Introduction: In developing tissues the interpretation of morphogen gradients provides cells with positional information and determines cell fate specification. Bone morphogenetic protein (BMP) signaling gradient directs patterning and dorsoventral axis formation during early embryogenesis. Published experimental evidence indicates that dorsoventral patterning during zebrafish embryogenesis requires signaling of the BMP2-7 ligand heterodimer through a hetero-tetrameric receptor complex comprising of one Alk3/6 and one Alk8 type I receptor and two type II receptors. However the evolutionary basis for the requirement of this specific combination of ligand and receptor tetramer during embryogenesis remains unclear.

Methods: To explore this question, we developed a stochastic model of BMP ligand binding and receptor tetramerization. We used GillesPy, an open-source Python interface for the StochKit2 software for simulation of stochastic biochemical systems. The StochKit2 system incorporates tau-leaping and Gillespie’s stochastic simulation algorithm to efficiently calculate trajectories that reflect the stochasticity of biochemical systems. Our model of BMP ligand binding and receptor tetramerization was informed by published reports of binding kinetics of BMP ligand-receptor interactions in cell-free systems. Our stochastic model was deployed in simple one-dimensional models of the BMP morphogen gradient to assess the intrinsic noise and information transduction properties of different ligand-receptor tetramer complexes.

Results: Unexpectedly we observe that the BMP2-7:Alk3:Alk8:RII:RII complex, the active ligand-receptor tetramer complex during zebrafish embryogenesis, has greater noise at steady state than other BMP ligand-receptor tetramer complexes across a broad range of ligand levels. However, spectral analysis indicates that at steady state, BMP2-7:Alk3:Alk8:RII:RII has less contribution of low-frequency oscillation than other ligand-receptor tetramer complexes. Consequently, the BMP2-7:Alk3:Alk8:RII:RII complex reaches steady state after changes in ligand levels more quickly than other BMP ligand-receptor tetramer complexes. Further, despite greater noise as measured by coefficient of variation, the BMP2-7:Alk3:Alk8:RII:RII complex offers greater temporal fidelity than other BMP ligand-receptor tetramer complexes.

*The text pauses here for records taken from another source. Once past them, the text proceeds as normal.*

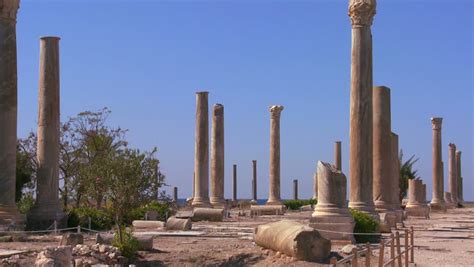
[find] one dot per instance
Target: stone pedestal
(8, 113)
(453, 175)
(217, 156)
(331, 212)
(47, 208)
(437, 201)
(274, 188)
(361, 13)
(201, 152)
(416, 206)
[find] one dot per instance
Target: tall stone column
(295, 189)
(453, 175)
(437, 201)
(201, 152)
(234, 182)
(254, 181)
(458, 163)
(47, 208)
(361, 13)
(382, 157)
(274, 188)
(217, 156)
(337, 155)
(8, 112)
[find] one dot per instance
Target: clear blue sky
(146, 59)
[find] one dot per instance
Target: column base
(11, 218)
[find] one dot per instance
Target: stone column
(382, 157)
(274, 187)
(337, 155)
(217, 156)
(201, 152)
(453, 175)
(458, 163)
(254, 181)
(437, 201)
(47, 207)
(234, 182)
(361, 13)
(175, 194)
(295, 189)
(331, 212)
(8, 112)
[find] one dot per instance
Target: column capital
(276, 111)
(436, 123)
(362, 12)
(8, 9)
(218, 109)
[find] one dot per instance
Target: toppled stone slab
(178, 224)
(208, 214)
(293, 239)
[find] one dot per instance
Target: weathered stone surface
(178, 224)
(201, 156)
(331, 213)
(72, 239)
(360, 134)
(140, 224)
(437, 201)
(293, 239)
(208, 214)
(217, 156)
(274, 187)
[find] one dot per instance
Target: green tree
(406, 173)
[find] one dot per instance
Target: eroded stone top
(362, 12)
(8, 9)
(436, 123)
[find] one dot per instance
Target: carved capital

Conclusions: Our study suggests that there is an information-theoeretic advantage for signaling through BMP2-7:Alk3:Alk8:RII:RII which may provide the evolutionary basis for its role during embryogenesis. Further our work suggests that established metrics of noise and information transduction such as coefficient of variation and mutual information overlook important temporal effects which may be particularly relevant during development.